The Dashboard architecture – where either Dashboard is absent and you can’t work in it at all, or else it is frontmost and you can’t work anywhere else – may seem rather restrictive, especially in comparison to Konfabulator, which permits its Widgets to be interleaved with ordinary application windows. However, it all makes more sense if you think of a Dashboard Widget as something you glance at, or work with for a just a moment, and then dismiss. If you always need to see a clock, use the System Preferences (Date & Time) clock. If you need to glance at a clock now and then and then get back to work, use the Dashboard clock. From this perspective, users may well be pleased that when Dashboard is not frontmost, its widgets occupy no screen real estate (like a window), no Dock slot (like an application), no menu bar space (like a status menu), and no CPU time. On the other hand, the single-layer architecture decidedly favors user with big monitors; my 12-inch iBook feels crowded when just half a dozen Widgets are present.

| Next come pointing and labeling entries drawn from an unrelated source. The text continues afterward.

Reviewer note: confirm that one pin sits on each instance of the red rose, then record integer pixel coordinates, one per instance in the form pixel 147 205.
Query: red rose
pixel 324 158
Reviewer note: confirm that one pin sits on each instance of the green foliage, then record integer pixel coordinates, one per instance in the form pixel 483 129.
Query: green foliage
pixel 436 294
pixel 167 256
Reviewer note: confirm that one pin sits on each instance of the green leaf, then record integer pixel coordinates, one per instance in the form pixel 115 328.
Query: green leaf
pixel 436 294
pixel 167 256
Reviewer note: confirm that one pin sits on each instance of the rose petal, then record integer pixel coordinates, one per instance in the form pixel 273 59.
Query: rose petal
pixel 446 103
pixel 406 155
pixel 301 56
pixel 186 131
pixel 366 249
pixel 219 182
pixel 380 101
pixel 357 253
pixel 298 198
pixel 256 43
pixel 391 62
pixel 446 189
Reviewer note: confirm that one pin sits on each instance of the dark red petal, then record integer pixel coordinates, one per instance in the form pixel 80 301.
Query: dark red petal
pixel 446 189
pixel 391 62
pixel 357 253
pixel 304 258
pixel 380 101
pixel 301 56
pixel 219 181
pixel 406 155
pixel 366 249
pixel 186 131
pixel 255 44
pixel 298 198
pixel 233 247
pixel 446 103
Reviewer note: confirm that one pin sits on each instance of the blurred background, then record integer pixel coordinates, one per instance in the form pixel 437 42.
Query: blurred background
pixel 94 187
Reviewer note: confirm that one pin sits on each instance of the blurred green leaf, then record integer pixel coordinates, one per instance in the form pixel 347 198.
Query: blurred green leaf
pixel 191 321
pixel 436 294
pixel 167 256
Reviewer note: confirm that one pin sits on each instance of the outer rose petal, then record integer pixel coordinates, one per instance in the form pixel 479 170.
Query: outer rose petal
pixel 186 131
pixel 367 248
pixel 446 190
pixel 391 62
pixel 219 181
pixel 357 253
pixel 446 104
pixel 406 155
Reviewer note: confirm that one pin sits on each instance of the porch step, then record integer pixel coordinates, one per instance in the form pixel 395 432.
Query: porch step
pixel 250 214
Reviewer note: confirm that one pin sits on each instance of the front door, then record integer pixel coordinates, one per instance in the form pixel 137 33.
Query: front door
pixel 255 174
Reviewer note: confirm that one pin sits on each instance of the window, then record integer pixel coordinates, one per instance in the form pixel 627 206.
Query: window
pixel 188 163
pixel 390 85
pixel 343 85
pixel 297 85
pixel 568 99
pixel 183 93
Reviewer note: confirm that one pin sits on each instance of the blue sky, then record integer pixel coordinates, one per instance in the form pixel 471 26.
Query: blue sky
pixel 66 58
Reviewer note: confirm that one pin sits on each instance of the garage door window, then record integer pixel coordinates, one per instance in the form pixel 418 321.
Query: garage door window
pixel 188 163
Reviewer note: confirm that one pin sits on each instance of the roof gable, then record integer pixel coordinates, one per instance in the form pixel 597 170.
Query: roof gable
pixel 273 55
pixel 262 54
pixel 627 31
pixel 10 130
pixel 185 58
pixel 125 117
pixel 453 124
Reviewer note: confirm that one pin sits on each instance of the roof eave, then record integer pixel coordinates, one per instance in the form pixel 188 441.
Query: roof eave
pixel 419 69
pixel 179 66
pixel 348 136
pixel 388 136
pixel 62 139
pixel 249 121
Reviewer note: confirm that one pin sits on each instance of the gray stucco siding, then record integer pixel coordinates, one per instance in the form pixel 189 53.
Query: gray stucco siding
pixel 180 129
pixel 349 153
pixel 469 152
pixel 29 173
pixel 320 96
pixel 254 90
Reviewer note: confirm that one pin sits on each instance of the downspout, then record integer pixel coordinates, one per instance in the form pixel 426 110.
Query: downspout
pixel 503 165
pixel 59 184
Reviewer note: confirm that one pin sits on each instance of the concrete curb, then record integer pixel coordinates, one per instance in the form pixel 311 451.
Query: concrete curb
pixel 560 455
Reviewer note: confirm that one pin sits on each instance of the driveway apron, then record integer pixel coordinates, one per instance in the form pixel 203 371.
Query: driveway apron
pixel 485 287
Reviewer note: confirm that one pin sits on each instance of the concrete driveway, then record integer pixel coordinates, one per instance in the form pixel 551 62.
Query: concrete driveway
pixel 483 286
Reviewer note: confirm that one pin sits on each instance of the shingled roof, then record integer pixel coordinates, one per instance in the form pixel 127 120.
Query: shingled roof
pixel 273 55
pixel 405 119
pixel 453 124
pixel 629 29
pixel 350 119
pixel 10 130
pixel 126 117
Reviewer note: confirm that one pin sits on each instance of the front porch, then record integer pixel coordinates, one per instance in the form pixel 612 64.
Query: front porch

<http://www.konfabulator.com/>

The decision to base Widgets in HTML and JavaScript is more controversial. From a user point of view, I find the lack of uniform interface decidedly off-putting. When I see an Aqua window, I know at a glance what its parts and components are for, but every Widget is different; you don’t know what regions are clickable (button-like) or draggable (title bar-like) until you try it. And they’re funny-looking; they don’t look like one another or like anything else we’re accustomed to in Mac OS X. From a programmer’s point of view, reactions will vary. If you’re already a JavaScript maven, you may be delighted. But compared to the elegance and convenience of Cocoa, the HTML and JavaScript approach to programming strikes me as messy; my own MemoryStick application would make a good Widget, but having studied the Dashboard programmer documentation, the chances that I’d ever do the massive rewriting involved are vanishingly small. The way to know whether Dashboard is really a useful and productive part of Tiger is to wait and see, as Tiger matures, what kind of Widgets get written and whether users really use them.